1.Sample Pre-treatment: Depending on sample type, pre-treatment is required before filtration to improve flow rate or prepare the sample for filtration.
Sample Type | Filterable Liquids | Ointments and Oils | Solid Antibiotics | Medical Devices |
|---|---|---|---|---|
Pre-Treatment Method | Dilute with sterile liquid if too viscous. | Dissolve in isopropyl myristate, heat if necessary (up to 44°C). | Dissolve in sterile solution.
| Rinse with sterile solution and filter the rinsate.
|
2.Sample Filtration: Pour the pre-treated sample into the filter funnels. Use a vacuum pump to create negative pressure, enabling vacuum filtration. For larger quantities, multi-branch filtration manifolds can be used.
3.Membrane Incubation: Transfer the membrane to a culture medium using sterile tweezers, seal, and incubate at an appropriate temperature for 14+ days.
4.Result Interpretation: Observe the culture medium for microbial growth. If no changes occur, the sample is sterile and complies with sterility testing requirements. If the medium becomes turbid, it indicates the presence of viable microorganisms, meaning the sample does not meet sterility requirements.
Direct Inoculation Method is designed for samples that cannot be processed using membrane filtration, such as insoluble solids or medical devices that are unsuitable for filtration.
The principle involves directly placing the sample into a culture medium and monitoring for microbial growth to assess sterility.
The operational process of the direct inoculation method can generally be divided into three stages: Sample preparation, culture medium incubation, and result interpretation. The following provides an explanation of each stage in sequence.
1.Sample Preparation:After preparing the sample, place it into the culture medium.
Sample Type | Solid Sample | Liquid Sample | Medical Devices |
|---|---|---|---|
Pre-Treatment Method | Use an appropriate solvent to prepare a suspension, ensuring the sample can evenly contact the culture medium. | Directly add an appropriate amount to the culture medium for incubation. | Immerse the entire device or a suitable part of it directly in the culture medium, ensuring all surfaces that may come into contact with microorganisms are fully covered by the culture medium. |
2.Culture medium incubation: Seal the culture medium and incubate for 14+ days.
3.Result Interpretation: Observe the culture medium for turbidity to determine sterility. If no changes occur, the sample is sterile and complies with sterility testing requirements. If the medium becomes turbid, it indicates the presence of viable microorganisms, meaning the sample does not meet sterility requirements.
The choice between the Membrane Filtration and Direct Inoculation methods depends on sample characteristics to ensure accuracy and reliability.

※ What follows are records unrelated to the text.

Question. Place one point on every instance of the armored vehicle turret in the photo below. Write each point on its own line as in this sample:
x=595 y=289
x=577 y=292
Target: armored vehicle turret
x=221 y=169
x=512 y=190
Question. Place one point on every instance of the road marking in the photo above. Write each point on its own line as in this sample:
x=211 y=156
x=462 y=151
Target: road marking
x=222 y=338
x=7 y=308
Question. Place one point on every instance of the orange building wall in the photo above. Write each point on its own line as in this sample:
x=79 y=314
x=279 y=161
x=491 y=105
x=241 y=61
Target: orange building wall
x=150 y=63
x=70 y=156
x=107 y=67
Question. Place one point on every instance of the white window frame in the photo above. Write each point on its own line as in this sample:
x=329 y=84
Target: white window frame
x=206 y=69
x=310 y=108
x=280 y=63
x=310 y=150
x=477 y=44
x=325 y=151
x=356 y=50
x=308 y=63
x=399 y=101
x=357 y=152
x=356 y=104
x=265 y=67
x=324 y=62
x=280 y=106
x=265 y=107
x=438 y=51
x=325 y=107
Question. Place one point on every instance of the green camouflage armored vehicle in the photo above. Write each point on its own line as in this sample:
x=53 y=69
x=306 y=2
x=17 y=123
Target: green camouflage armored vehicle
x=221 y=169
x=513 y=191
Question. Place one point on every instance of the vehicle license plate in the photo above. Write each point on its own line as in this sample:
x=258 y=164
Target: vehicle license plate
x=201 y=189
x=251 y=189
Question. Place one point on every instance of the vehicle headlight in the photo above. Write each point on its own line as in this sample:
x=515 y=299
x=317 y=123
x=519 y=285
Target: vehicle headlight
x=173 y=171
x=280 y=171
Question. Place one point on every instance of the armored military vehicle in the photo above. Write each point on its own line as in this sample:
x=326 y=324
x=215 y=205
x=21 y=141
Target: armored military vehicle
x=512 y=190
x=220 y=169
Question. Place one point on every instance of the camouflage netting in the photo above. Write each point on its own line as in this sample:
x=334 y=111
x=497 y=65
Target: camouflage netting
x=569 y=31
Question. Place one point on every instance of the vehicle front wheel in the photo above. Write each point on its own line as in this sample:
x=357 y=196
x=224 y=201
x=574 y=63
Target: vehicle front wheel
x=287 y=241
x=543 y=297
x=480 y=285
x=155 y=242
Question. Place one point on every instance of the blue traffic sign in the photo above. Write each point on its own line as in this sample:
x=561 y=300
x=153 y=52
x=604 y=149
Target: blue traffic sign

Sterility Testing | Membrane Filtration Method | Direct Inoculation Method |
|---|---|---|
Applicable Samples | Liquid samples, soluble samples, medical devices with tubing | Samples unsuitable for membrane filtration, such as high-viscosity solutions or specialized medical devices |
Operating Principle | Uses a membrane with pore size ≤0.45 μm to capture microorganisms, followed by membrane incubation | Directly cultures the sample in a medium and observes for microbial growth |
Required Equipment | Membranes, vacuum pump, manifold filtration system, stainless steel filter holder, sterilization equipment (e.g., flame sterilization with a bunsen burner or autoclaving) | Culture medium, sterile containers |
Incubation Days | 14 days or more | 14 days or more |
Sterility testing is an essential microbiological examination in pharmaceuticals and biotechnology. Using the Membrane Filtration and Direct Inoculation methods, aseptic packaged products can be effectively tested for contamination, ensuring the safety and stability of drugs and medical devices.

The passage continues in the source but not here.